Jason Garrett: 'Dez shouldn't be in that situation'

IRVING, Texas --Dallas Cowboys coach Jason Garrett says wide receiver Dez Bryant should have handled Thursday's tirade directed at the media differently.

On Friday, Garrett addressed the issue with Bryant and the entire team.

"I believe that 100 percent of our guys do things the right way about 98 percent of the time," Garrett said. "What we need to do as coaches is to make sure they understand what the expectations are for their conduct and behavior on the field, their conduct and behavior off the field, and when they don't do things the right way, we're going to let them know.

"We're going to get them back and hold them to that standard. That's what the case was here. It's certainly behind us. It was addressed directly with the individual involved, Dez, and also with our football team, and we're going forward."

Bryant went on a prolonged rant aimed at reporters, including ESPN's Jean-Jacques Taylor. Wide receiver Devin Street said Taylor used a racial slur after he attempted to get involved in the discussion, which Taylor denied and other Cowboys officials said did not happen.

Bryant did not leave the locker room until after Garrett walked in.

After the media session was over Thursday, Bryant took to Twitter to explain his view on what happened inside the locker room and how he is being portrayed.

"Dez shouldn't be in that situation," Garrett said. "If someone is going to incite him, just remove yourself from the situation."

Bryant was agitated Thursday when a reporter asked if he would talk and had wanted to speak with Taylor about a column written last week. Asked whether it was his understanding that Bryant was incited, Garrett did not want to elaborate, referring to his statement about how the situation has been handled and the team is moving on.

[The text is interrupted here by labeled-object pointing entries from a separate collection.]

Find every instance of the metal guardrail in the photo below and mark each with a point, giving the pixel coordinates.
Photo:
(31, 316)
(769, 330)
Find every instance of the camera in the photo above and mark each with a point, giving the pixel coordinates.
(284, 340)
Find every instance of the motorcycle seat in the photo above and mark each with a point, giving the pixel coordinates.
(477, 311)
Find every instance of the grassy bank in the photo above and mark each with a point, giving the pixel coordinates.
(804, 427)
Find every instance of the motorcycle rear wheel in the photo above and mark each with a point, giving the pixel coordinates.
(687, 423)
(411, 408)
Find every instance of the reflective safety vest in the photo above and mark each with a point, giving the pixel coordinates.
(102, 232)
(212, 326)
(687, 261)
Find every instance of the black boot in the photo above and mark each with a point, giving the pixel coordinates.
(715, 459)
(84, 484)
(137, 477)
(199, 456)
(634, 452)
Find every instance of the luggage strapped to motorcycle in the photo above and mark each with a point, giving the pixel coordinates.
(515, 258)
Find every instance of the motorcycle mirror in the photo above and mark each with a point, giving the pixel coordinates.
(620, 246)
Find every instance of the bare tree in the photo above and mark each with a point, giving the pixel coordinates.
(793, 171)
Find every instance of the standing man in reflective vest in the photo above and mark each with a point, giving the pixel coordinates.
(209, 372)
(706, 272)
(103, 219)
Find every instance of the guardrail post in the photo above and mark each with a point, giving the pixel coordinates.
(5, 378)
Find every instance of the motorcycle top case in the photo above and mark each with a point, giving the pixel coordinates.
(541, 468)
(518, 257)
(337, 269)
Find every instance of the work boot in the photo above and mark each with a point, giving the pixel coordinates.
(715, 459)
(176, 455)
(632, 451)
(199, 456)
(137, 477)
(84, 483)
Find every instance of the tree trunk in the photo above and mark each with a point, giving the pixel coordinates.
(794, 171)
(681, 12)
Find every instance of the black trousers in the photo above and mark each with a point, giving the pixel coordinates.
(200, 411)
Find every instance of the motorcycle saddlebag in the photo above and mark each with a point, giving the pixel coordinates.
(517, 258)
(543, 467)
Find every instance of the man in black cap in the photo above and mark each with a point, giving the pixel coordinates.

This is the second straight week that an off-field story has drawn attention to the Cowboys. Last week, Deadspin released photos of the injuries suffered by Greg Hardy's ex-girlfriend that led to domestic violence charges against the defensive end, who spent the final 14 games of the 2014 season on the commissioner's exempt list and was suspended for the first four games this season.

"I don't think it affects our team," Garrett said of the potential distractions. "We've talked about it. Our team does a great job of coming to work every day. Watch us practice. We practice the right way. Watch us play. We play the right way. It's a determined, focused, mentally tough football team that works hard, trying to embrace an opportunity. That's what we are. That's the world we live in; that's the culture we try to create.

"It doesn't always translate into winning games. What we need to do is find ways to win games at the end of games. We've been close five of the six games we've played here in the last month and a half. We've got to do the things necessary, make stops on defense, make plays on offense and the kicking game. That's what we're focused on."